The Way of the Stars

This is a book, I would love to have written. The author, Robert Sibley, is a Canadian journalist with the Ottawa Citizen, who walked his Camino in the early 2000s in his late 40s, and is walking again with his son almost 10 years later. He asks so many of the questions, all of us have asked ourselves about walking the Camino, except that he is all of our inner voices and then some.

There is something in this quote from Sibley’s book that resonates:

“The idea of ‘finding’ God, of undergoing some kind of road-to-Damascus conversion, was too far-fetched, too New Age, for my secularized psyche…..I wanted to walk where millions of people confident in their faith had walked before. Maybe something of their faith would rub off on me. At the very least, I wanted to experience something other than (my) life of comfortable consumption and entertaining diversion.”

The author walks the Camino FranceĀ“s, carrying his backpack, staying often in refugios and meeting some very engaging pilgrims. He eats great meals, drinks a lot of wine and questions his faith and the Camino experience often.

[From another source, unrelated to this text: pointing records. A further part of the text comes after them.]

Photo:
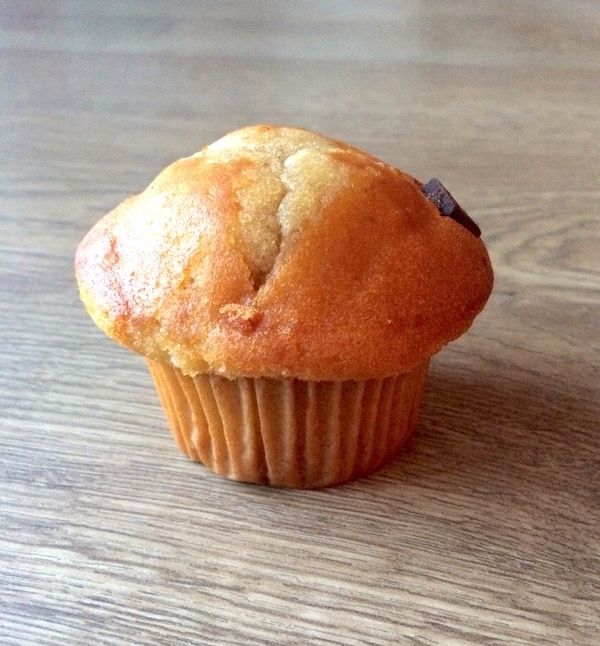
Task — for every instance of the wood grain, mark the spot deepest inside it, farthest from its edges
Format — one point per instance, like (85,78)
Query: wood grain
(486,529)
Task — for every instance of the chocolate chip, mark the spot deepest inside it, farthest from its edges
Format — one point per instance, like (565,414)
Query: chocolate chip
(435,192)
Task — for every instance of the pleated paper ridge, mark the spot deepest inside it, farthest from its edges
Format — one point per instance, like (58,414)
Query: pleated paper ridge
(289,432)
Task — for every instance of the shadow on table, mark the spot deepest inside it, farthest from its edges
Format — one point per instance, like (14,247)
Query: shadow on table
(475,427)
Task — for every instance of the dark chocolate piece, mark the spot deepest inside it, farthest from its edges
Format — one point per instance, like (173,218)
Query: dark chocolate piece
(435,192)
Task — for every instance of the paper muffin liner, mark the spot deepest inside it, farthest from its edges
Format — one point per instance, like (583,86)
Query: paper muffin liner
(289,432)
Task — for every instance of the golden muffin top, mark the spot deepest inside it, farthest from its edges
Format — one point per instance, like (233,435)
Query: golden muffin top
(278,252)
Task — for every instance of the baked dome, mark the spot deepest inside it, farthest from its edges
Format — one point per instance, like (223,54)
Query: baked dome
(278,252)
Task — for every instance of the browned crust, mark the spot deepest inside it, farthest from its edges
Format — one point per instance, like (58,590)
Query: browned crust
(373,285)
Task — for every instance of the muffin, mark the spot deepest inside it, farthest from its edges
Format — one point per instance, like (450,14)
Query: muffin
(287,291)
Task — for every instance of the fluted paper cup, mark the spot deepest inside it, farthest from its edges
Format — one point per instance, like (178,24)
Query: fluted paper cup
(289,432)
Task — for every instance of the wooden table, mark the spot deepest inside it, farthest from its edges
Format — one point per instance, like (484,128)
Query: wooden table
(486,529)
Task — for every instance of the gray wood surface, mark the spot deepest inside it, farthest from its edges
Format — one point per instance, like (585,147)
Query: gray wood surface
(486,529)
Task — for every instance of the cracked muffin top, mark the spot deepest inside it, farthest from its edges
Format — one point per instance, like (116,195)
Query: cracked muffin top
(278,252)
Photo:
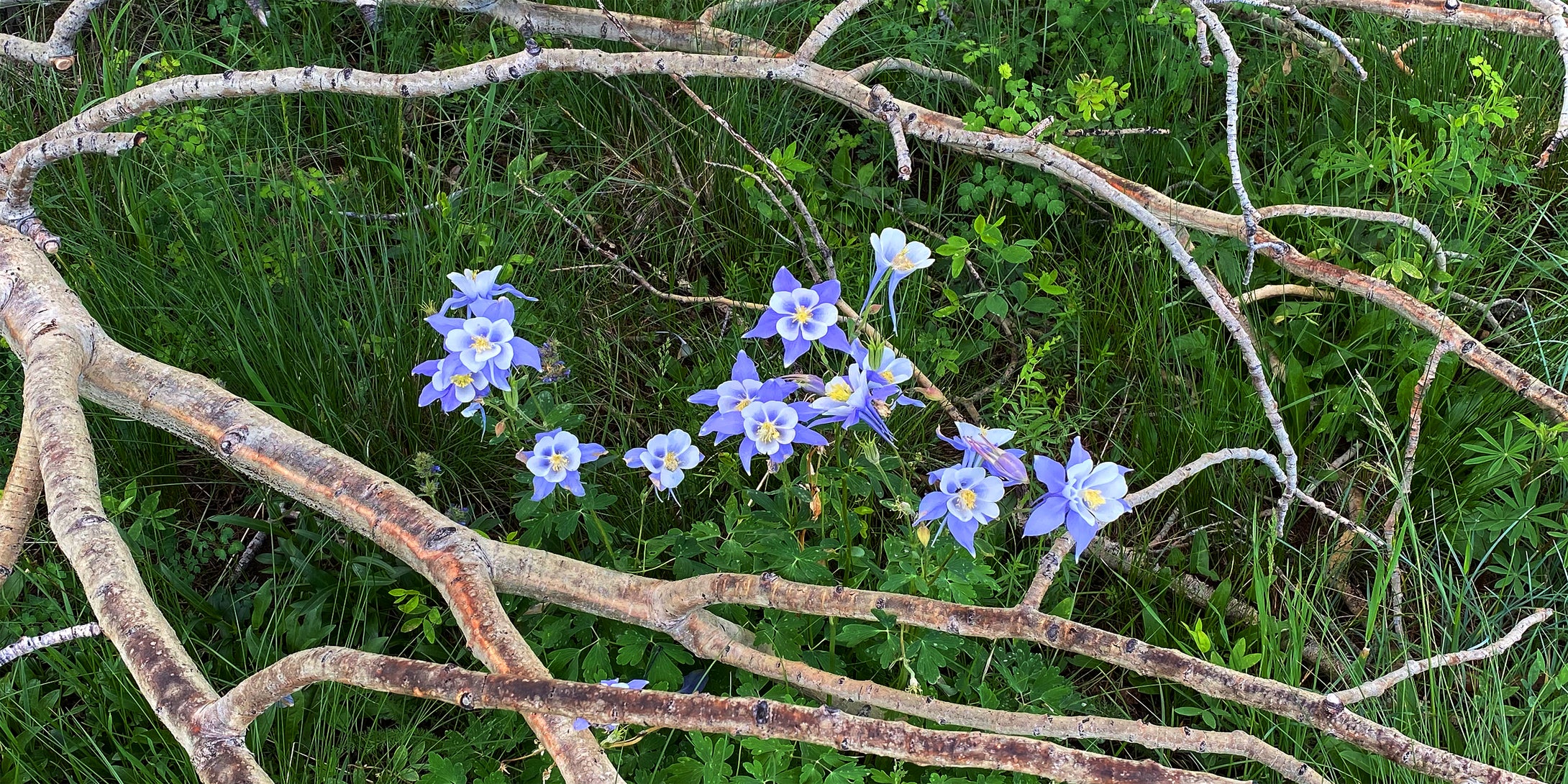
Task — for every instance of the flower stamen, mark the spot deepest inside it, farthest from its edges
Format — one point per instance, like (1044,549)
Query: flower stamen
(1093,499)
(767,433)
(966,498)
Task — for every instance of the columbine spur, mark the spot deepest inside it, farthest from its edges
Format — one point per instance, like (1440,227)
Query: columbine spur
(475,286)
(983,447)
(898,257)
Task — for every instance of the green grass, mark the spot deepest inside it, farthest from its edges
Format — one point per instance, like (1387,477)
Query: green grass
(196,251)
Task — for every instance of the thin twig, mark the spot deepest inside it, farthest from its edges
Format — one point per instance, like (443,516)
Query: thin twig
(1049,565)
(1413,668)
(1407,475)
(29,645)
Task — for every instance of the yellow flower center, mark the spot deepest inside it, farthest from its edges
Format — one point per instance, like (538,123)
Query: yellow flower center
(966,498)
(767,433)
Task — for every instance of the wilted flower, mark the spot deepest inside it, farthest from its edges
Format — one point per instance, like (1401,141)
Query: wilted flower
(731,397)
(665,458)
(802,316)
(552,368)
(965,501)
(901,257)
(635,684)
(477,408)
(883,366)
(450,383)
(474,286)
(772,430)
(1084,494)
(852,398)
(555,458)
(983,447)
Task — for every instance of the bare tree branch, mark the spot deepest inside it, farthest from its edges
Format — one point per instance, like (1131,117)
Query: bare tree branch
(29,645)
(692,712)
(1380,685)
(19,502)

Where many take guide books, Robert takes two poetry books – T. S. Eliot’s ‘Four Quartets’ and R. S Thomas’s Collected Poems – heavy reading, literally and figuratively, but he does ask some deep philosophical questions throughout his pilgrimage. If the poems didn’t always have the answers, they at least provided some spiritual sustenance to carry on in difficult times.

Sibley’s book, though scholarly, is an easy read. He speaks to the ‘Everyman’ in all of us. He is very ‘down to earth,’ very human and yet, like all of us, he is looking for something to take him out of the everyday, monotony of life, something a little closer to the divine – maybe.

“The Way of the Stars” certainly took me out of the monotony of waiting for Spring. Definitely a must read.